La dure condition de petite main de la Toile
Pas moins de 260 000 travailleurs, dont 15 000 réguliers, exerceraient en France des missions indispensables aux contenus d'Internet. Modérer les commentaires sur les réseaux sociaux, légender une photo, corriger un texte prochainement mis en ligne... Autant de petites tâches améliorant les performances de l'intelligence artificielle et menées à bien par une population invisible. Cette main-d'oeuvre vient de faire l'objet d'une première enquête, coordonnée par Télécom-ParisTech et le CNRS et baptisée DiPLab (pour Digital Platform Labor).

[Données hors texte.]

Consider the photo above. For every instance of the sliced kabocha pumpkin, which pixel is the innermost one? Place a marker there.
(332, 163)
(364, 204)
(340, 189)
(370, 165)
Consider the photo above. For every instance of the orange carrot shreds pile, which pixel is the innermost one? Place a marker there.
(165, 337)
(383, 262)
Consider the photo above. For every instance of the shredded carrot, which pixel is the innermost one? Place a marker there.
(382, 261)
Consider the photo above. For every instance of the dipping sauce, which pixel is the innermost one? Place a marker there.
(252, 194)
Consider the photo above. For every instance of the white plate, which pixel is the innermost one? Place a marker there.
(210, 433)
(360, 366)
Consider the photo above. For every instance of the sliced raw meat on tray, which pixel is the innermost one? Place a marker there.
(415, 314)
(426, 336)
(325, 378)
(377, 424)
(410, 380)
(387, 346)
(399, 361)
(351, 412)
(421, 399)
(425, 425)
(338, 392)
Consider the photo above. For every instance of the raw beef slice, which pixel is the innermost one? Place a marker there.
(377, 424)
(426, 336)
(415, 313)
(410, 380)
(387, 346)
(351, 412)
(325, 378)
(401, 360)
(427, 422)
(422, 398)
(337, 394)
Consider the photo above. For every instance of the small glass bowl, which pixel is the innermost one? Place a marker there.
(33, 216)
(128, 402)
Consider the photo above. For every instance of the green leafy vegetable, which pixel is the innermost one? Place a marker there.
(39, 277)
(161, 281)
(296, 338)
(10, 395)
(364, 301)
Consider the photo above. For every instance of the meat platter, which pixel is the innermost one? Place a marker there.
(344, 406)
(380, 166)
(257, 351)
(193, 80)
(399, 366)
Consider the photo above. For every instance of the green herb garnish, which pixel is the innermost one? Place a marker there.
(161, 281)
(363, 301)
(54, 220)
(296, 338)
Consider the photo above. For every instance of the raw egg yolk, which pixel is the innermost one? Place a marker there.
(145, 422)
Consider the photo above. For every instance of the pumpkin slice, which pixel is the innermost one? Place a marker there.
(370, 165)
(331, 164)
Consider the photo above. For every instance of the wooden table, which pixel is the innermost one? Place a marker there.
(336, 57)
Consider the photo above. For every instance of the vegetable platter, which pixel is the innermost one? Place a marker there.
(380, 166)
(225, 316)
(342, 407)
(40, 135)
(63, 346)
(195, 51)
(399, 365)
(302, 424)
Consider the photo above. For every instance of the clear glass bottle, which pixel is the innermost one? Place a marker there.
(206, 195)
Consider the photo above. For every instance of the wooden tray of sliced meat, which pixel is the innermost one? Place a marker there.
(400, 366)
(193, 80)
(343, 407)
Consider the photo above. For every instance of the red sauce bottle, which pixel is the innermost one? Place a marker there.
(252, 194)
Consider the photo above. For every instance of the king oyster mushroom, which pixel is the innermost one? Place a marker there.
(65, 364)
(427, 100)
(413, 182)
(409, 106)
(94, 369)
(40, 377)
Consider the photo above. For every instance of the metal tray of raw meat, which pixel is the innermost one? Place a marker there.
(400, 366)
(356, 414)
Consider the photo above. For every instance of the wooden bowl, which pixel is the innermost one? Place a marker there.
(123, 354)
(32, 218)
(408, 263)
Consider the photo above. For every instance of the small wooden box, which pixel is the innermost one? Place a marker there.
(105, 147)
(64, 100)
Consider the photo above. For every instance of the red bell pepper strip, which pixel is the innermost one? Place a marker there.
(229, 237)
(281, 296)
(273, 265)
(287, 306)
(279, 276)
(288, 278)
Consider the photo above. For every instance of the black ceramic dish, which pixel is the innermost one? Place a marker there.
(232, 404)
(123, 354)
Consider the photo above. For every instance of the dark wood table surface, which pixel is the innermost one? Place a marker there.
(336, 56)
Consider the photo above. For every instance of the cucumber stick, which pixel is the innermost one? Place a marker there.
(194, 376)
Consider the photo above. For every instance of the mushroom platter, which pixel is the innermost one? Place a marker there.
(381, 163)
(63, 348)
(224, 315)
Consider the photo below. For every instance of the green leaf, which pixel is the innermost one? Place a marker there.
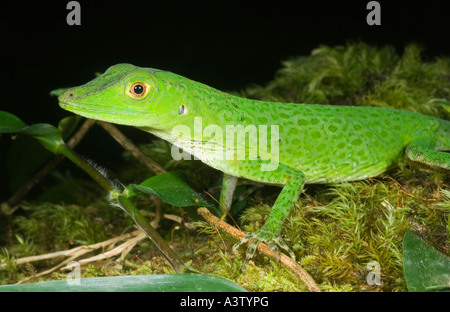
(141, 283)
(48, 135)
(68, 125)
(57, 92)
(170, 187)
(425, 268)
(10, 123)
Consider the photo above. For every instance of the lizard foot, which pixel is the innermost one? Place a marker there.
(262, 235)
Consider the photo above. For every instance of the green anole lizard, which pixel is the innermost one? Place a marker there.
(313, 143)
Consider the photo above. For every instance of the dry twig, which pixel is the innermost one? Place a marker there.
(263, 248)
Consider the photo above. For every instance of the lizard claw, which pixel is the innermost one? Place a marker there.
(273, 241)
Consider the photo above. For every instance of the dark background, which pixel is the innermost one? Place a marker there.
(228, 45)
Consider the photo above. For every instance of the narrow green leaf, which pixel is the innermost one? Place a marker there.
(10, 123)
(135, 283)
(48, 135)
(425, 268)
(68, 125)
(57, 92)
(170, 187)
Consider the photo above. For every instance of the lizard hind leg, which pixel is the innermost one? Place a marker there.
(269, 233)
(424, 153)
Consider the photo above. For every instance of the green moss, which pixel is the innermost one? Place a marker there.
(335, 230)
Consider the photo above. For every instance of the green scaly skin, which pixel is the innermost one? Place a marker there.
(317, 143)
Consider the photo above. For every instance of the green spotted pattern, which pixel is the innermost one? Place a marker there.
(317, 143)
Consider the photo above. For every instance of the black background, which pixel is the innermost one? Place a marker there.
(228, 45)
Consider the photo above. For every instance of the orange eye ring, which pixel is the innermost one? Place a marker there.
(138, 89)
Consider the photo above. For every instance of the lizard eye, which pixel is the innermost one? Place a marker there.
(138, 89)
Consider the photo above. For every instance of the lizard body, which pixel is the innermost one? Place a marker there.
(314, 143)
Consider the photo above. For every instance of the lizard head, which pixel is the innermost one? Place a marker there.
(130, 95)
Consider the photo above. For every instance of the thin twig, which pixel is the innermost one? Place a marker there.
(131, 147)
(8, 207)
(263, 248)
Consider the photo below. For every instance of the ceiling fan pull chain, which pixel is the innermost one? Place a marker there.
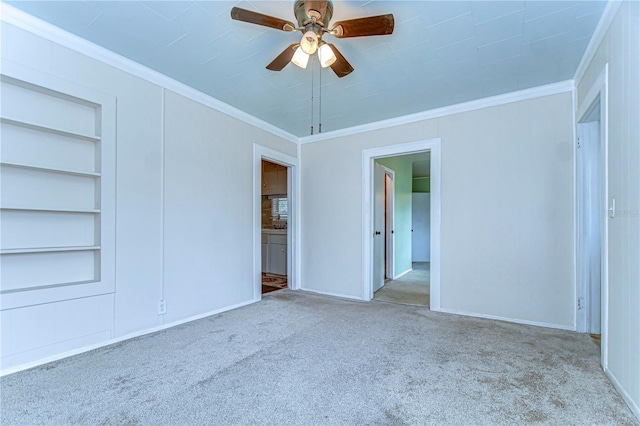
(320, 103)
(312, 99)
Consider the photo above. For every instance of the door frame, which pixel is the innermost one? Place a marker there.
(368, 157)
(599, 92)
(389, 238)
(293, 222)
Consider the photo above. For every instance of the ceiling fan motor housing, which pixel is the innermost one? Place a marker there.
(306, 21)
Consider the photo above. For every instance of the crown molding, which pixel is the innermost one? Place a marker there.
(521, 95)
(36, 26)
(609, 14)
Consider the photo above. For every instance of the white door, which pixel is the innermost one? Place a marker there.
(590, 212)
(378, 227)
(420, 224)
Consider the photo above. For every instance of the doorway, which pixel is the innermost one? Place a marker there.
(276, 253)
(592, 213)
(406, 270)
(589, 208)
(373, 227)
(383, 218)
(274, 221)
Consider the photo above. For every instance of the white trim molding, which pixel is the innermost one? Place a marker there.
(608, 15)
(521, 95)
(368, 157)
(57, 35)
(84, 349)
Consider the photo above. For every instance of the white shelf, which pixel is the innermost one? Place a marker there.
(48, 169)
(42, 209)
(48, 249)
(32, 126)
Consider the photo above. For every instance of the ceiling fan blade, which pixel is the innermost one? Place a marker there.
(259, 19)
(341, 67)
(283, 59)
(360, 27)
(319, 6)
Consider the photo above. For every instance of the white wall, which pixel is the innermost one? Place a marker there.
(620, 48)
(178, 162)
(506, 249)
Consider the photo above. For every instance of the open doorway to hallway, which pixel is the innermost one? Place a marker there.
(402, 243)
(274, 221)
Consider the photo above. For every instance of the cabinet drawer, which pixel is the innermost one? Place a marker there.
(277, 239)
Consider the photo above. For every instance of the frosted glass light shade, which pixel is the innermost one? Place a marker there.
(300, 58)
(326, 55)
(309, 43)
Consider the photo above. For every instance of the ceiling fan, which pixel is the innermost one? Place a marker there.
(313, 18)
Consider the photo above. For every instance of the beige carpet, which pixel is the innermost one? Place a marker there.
(302, 359)
(410, 289)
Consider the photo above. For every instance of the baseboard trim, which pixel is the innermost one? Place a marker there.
(328, 293)
(402, 274)
(633, 406)
(507, 319)
(88, 348)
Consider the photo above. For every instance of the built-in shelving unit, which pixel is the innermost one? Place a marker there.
(40, 128)
(47, 249)
(50, 168)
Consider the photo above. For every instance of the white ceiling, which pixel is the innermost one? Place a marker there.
(441, 53)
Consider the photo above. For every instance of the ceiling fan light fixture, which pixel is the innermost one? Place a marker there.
(326, 56)
(309, 43)
(300, 58)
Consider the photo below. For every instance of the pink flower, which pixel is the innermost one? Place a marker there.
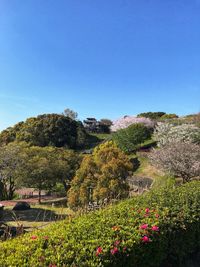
(115, 228)
(117, 242)
(114, 251)
(144, 226)
(99, 251)
(155, 228)
(145, 239)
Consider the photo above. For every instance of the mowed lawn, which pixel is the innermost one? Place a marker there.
(37, 217)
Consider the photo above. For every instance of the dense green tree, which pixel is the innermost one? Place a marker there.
(104, 125)
(47, 166)
(11, 166)
(48, 129)
(66, 162)
(101, 175)
(130, 138)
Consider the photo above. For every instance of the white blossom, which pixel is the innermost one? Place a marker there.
(126, 121)
(166, 133)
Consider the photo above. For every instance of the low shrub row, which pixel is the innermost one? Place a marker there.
(158, 227)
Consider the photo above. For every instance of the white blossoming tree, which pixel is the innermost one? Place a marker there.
(126, 121)
(166, 133)
(179, 159)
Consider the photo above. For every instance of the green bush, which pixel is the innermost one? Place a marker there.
(130, 138)
(47, 130)
(160, 226)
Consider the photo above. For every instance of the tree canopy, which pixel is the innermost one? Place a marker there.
(47, 130)
(101, 175)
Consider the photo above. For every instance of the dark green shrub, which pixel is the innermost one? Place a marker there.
(114, 236)
(130, 138)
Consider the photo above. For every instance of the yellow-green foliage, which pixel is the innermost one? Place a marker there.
(145, 231)
(104, 171)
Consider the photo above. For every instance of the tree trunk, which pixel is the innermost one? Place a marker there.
(66, 186)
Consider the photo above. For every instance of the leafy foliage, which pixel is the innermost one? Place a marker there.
(11, 165)
(158, 227)
(166, 133)
(126, 121)
(47, 130)
(47, 166)
(179, 159)
(129, 138)
(104, 172)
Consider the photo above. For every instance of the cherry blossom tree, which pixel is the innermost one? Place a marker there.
(129, 120)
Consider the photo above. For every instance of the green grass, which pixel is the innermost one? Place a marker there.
(37, 217)
(89, 240)
(101, 136)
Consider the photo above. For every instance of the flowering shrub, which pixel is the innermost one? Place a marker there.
(162, 225)
(179, 159)
(126, 121)
(166, 133)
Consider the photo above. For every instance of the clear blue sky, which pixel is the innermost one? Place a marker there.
(102, 58)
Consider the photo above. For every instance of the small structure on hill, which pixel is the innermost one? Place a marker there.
(91, 125)
(22, 205)
(138, 184)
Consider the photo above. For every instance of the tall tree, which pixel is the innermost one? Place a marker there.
(101, 175)
(179, 159)
(47, 130)
(11, 166)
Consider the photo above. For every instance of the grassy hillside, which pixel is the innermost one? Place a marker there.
(162, 225)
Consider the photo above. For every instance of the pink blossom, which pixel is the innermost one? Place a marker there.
(33, 237)
(114, 250)
(144, 226)
(99, 251)
(126, 121)
(117, 242)
(145, 239)
(155, 228)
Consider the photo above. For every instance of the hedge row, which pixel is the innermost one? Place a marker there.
(158, 227)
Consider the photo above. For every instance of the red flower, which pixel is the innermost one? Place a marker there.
(117, 242)
(99, 251)
(114, 251)
(144, 226)
(155, 228)
(145, 239)
(115, 228)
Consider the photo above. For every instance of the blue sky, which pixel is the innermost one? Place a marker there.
(102, 58)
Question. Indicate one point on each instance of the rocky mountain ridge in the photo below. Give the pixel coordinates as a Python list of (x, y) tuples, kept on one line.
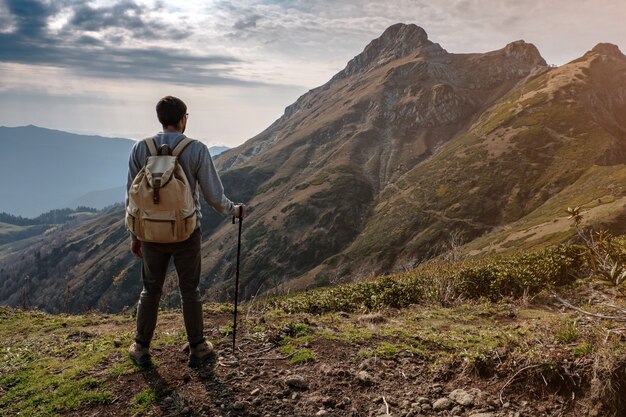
[(378, 169)]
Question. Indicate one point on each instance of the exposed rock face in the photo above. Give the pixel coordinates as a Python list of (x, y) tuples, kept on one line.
[(409, 143)]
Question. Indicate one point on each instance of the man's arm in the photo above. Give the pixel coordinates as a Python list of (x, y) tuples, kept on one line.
[(211, 185)]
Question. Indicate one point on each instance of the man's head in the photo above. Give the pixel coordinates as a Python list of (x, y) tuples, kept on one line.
[(172, 113)]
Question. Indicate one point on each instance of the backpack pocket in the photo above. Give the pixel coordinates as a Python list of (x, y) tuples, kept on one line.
[(132, 222), (159, 226), (188, 222)]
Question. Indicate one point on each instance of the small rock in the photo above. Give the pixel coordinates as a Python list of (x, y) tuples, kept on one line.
[(328, 402), (296, 381), (442, 404), (366, 364), (457, 410), (325, 369), (462, 397), (364, 378)]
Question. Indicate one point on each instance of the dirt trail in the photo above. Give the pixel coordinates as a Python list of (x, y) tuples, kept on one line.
[(259, 381)]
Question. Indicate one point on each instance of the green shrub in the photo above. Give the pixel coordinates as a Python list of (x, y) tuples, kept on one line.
[(492, 278)]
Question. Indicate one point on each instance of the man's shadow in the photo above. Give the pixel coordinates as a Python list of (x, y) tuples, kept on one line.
[(168, 400), (218, 391)]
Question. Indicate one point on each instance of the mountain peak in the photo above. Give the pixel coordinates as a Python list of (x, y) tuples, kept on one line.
[(524, 51), (397, 41), (400, 35), (608, 49)]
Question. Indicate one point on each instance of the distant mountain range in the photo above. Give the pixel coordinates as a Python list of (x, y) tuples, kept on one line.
[(61, 170), (406, 152)]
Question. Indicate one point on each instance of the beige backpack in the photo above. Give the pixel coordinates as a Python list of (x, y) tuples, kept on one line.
[(160, 207)]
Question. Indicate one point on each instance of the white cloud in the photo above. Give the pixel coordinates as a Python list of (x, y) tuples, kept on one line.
[(238, 58)]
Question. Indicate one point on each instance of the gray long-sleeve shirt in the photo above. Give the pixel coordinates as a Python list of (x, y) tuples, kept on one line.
[(198, 166)]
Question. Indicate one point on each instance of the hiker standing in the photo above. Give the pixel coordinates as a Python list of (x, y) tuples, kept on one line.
[(166, 173)]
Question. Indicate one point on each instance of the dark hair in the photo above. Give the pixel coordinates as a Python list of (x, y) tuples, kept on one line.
[(170, 110)]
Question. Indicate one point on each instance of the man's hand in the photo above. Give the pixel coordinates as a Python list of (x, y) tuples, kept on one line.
[(241, 211), (135, 248)]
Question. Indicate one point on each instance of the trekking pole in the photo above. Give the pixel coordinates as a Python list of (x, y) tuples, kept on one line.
[(237, 280)]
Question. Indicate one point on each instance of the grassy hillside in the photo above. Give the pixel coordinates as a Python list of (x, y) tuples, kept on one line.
[(508, 179), (470, 337)]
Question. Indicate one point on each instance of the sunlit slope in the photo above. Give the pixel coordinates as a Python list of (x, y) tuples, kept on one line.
[(557, 140)]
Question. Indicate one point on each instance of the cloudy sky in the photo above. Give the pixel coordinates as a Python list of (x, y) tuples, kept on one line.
[(99, 67)]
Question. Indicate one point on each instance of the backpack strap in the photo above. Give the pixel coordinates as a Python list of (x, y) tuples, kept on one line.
[(151, 145), (180, 146)]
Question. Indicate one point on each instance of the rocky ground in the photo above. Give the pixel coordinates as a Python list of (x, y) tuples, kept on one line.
[(476, 361)]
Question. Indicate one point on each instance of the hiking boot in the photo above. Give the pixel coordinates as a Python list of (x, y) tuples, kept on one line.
[(200, 354), (140, 355)]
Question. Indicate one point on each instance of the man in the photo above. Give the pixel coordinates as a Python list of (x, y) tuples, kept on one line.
[(198, 167)]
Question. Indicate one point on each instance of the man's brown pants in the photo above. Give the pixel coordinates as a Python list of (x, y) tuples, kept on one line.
[(187, 259)]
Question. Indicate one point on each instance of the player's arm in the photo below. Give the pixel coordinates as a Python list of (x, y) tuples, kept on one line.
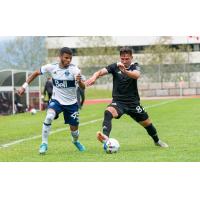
[(132, 74), (80, 82), (28, 81), (95, 76)]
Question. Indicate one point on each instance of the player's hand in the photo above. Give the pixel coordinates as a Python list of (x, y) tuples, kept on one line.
[(78, 78), (121, 67), (90, 81), (21, 91)]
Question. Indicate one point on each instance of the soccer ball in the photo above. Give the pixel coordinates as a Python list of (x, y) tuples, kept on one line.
[(111, 146), (33, 111)]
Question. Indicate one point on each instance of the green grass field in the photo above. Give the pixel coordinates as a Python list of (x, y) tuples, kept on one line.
[(177, 122)]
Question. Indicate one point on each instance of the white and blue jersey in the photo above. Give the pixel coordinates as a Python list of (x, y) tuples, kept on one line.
[(64, 83)]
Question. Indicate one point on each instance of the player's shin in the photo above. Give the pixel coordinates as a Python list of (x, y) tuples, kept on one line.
[(151, 130), (107, 123), (75, 135), (47, 126)]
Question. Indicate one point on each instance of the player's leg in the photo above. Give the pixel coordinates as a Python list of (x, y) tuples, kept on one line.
[(54, 108), (110, 113), (46, 130), (75, 138), (140, 115), (151, 130), (71, 116)]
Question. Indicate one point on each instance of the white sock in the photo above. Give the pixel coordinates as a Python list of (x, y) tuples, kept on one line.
[(47, 125), (75, 135)]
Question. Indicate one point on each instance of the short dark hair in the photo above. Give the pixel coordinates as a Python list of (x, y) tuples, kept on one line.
[(124, 50), (66, 50)]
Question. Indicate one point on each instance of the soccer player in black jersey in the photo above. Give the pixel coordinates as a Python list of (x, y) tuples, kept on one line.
[(125, 95)]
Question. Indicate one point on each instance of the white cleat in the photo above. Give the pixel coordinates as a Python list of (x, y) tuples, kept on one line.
[(161, 144)]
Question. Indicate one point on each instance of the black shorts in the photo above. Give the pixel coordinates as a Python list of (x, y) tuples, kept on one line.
[(135, 111)]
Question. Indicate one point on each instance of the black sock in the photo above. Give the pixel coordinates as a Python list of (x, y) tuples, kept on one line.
[(107, 125), (151, 130)]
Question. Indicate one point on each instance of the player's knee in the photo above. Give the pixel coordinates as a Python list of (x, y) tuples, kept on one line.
[(108, 115), (75, 134), (50, 116), (113, 111)]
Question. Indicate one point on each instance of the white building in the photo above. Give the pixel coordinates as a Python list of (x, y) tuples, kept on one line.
[(137, 43)]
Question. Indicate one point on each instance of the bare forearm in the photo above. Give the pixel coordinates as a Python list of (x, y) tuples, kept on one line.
[(33, 76), (132, 74), (81, 85)]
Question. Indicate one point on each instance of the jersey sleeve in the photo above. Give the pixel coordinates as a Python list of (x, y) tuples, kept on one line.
[(111, 68), (76, 71), (135, 66), (46, 68)]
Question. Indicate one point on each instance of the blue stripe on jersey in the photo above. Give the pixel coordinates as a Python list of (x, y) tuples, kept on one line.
[(41, 70), (63, 83)]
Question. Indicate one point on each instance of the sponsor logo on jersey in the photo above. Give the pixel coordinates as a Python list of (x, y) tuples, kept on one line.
[(67, 73), (63, 83)]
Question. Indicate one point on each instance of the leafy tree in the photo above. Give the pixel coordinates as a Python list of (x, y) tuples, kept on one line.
[(23, 53), (165, 62)]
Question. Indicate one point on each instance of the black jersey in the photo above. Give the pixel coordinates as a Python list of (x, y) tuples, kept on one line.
[(124, 88)]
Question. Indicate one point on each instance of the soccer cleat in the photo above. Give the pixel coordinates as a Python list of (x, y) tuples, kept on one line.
[(161, 144), (43, 148), (79, 146), (102, 137)]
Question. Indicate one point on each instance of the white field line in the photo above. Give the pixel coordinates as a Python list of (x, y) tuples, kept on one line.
[(82, 124)]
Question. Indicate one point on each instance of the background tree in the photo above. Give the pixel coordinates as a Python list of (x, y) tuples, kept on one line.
[(26, 53), (164, 62)]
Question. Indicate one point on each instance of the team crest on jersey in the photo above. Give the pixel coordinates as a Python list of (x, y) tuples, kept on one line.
[(119, 72), (67, 73)]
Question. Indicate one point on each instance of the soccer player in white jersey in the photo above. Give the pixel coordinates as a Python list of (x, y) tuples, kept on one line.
[(64, 76)]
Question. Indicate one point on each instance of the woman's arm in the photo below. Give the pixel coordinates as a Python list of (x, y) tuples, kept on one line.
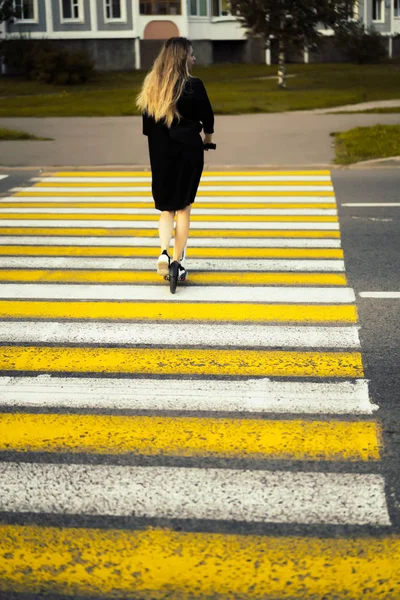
[(204, 111)]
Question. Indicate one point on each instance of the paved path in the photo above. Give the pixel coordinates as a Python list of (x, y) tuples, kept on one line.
[(258, 140), (219, 442)]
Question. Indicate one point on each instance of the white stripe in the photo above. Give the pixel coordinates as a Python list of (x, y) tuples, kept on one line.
[(209, 188), (189, 493), (189, 294), (145, 177), (387, 295), (204, 199), (152, 211), (261, 225), (367, 204), (217, 242), (187, 334), (149, 264), (247, 395)]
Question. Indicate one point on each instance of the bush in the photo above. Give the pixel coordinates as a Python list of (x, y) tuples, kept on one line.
[(41, 60), (361, 45)]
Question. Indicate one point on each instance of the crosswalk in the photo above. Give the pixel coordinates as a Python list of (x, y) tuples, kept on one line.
[(216, 443)]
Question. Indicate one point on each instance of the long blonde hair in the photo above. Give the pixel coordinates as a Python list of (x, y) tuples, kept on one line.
[(164, 84)]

Celle-ci a recueilli en ligne les réponses de près d'un millier de ces "travailleurs du clic", synthétisées dans un document intitulé Le micro-travail en France.
Côté profil, d'abord, il apparaît que les 25-44 ans prédominent dans l'activité (63,4 %), tout comme les femmes (56,1 %), la plupart étant a priori issus des grandes agglomérations, Lyon et Lille précédant Paris. Dans 43,5 % des cas, les 25-64 ans interrogés sont diplômés à bac + 2. Par ailleurs, 27,9 % sont inactifs et 22 % déclarent vivre au-dessous du seuil de pauvreté. Le revenu mensuel moyen récolté grâce au clic s'établit à 21 euros environ par mois. Avec de fortes disparités entre ceux qui ne consacrent que quelques heures par semaine à cette activité et d'autres qui y passent davantage de temps.
Pour être rétribués, les "travailleurs du clic" sont recrutés par l'une des 23 plateformes de microtravail dédiées, dont 14 sont françaises. Lesquelles ont négocié leurs services à des sites clients dont les noms et les ambitions sont méconnus des microtravailleurs. Isolés, ces derniers ne peuvent s'opposer à des décisions péremptoires. Comme lorsqu'un client mécontent d'une tâche ne la paie pas à la plateforme. A terme, le "travailleur du clic" concerné se voit généralement banni de celle-ci. Ce qui n'est pas sans conséquences, si l'on s'en tient à certaines déclarations : 59 % des inscrits de la plateforme Foule Factory affirment que le clic permet de compléter leurs revenus.